People get naked and do the nasty. People relieve themselves. Except in selected venues, where the audience know what it is getting, these are private matters, and there's a great deal to be said for their remaining so.

Hypocrisy? Not necessarily. My father used to say that there are no dirty words, just words that are out of place. Soil in the garden is a blessing, but on the living room carpet it's just dirt. Although some of the same people who are offended by the Sheridan's towel drop don't want their children to learn about birth control even if the girls end up pregnant when abstinence education fails, others just want their prurient interest scratched constantly and in public.

Second, the noise about the NFL commercial is not necessarily hypocrisy, but a surrogate for a general concern about the coarsening of the culture. A generation ago, feminists made great noises about the "objectification" of women and the commercial exploitation of sex. Some of this noise was traditional pecksniffery disguised in avant-garde clothing, but it also made a reasonable argument for respecting women as whole human beings – in short, for public decency.

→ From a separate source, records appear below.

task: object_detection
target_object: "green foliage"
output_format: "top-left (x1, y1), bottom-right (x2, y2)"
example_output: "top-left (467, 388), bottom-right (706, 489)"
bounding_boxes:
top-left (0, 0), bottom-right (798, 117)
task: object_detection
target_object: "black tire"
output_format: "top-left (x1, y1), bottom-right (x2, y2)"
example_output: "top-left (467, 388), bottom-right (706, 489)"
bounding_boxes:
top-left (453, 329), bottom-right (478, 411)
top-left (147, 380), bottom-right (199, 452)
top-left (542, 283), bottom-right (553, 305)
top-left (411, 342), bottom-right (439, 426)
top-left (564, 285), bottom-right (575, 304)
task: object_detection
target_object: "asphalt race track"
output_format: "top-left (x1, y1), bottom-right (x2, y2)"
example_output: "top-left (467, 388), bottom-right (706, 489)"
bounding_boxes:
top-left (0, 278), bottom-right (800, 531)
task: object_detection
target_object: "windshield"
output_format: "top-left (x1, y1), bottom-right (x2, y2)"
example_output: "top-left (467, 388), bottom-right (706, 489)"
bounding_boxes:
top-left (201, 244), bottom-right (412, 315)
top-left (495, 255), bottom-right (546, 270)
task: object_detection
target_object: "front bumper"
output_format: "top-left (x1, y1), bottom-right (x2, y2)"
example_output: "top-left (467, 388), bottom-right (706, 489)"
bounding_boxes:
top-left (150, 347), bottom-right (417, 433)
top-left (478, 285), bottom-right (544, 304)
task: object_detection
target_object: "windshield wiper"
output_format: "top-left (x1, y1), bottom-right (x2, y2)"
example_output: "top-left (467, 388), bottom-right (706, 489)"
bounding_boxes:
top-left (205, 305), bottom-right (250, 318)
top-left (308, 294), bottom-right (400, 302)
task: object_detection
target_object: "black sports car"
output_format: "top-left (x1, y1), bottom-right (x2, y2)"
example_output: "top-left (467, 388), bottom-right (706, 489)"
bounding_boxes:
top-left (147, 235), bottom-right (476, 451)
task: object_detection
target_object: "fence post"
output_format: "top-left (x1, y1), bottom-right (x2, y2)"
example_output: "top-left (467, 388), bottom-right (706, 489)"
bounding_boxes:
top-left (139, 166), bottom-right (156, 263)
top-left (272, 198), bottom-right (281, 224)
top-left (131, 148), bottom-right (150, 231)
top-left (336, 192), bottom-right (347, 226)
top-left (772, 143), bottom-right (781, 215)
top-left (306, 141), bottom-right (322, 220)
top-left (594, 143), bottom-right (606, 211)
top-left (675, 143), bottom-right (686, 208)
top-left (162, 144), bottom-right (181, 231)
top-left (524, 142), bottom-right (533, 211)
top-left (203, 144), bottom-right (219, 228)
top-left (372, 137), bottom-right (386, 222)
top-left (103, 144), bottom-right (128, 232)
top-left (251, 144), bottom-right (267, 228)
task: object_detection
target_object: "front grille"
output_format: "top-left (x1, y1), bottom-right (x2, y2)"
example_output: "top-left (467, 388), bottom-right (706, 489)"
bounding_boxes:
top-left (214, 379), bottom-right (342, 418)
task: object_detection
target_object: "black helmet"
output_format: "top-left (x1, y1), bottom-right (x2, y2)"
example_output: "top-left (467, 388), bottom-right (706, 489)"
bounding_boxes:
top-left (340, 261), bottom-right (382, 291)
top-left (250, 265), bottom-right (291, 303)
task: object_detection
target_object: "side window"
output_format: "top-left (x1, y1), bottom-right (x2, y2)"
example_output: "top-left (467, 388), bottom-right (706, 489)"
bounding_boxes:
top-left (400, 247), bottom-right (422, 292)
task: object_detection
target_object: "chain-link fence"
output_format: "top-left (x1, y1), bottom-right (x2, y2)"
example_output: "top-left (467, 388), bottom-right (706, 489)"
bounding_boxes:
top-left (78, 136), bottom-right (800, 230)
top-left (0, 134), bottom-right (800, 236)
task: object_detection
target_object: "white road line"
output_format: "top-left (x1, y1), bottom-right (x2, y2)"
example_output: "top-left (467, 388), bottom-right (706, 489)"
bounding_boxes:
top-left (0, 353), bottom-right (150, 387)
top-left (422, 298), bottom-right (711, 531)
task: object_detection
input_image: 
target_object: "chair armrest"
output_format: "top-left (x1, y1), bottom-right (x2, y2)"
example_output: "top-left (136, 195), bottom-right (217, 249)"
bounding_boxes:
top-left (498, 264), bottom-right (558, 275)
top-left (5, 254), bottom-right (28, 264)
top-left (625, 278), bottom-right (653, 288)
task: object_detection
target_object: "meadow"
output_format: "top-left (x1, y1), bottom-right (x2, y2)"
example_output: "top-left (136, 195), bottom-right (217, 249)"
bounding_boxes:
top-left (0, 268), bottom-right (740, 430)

The culture has been coarsened and just because I say so I'm neither Bin Laden nor a Jerry Falwell.

There is a mass culture, and Proust, Joseph Beuys, and Penderecki will never replace it, which is probably just as well. But is it exploiting sex, violence, and various stupid ideas to a fault? Rich doesn't address the issue. He's content to mock the critics of the NFL episode. Easy enough, but beside the point, and par for the course.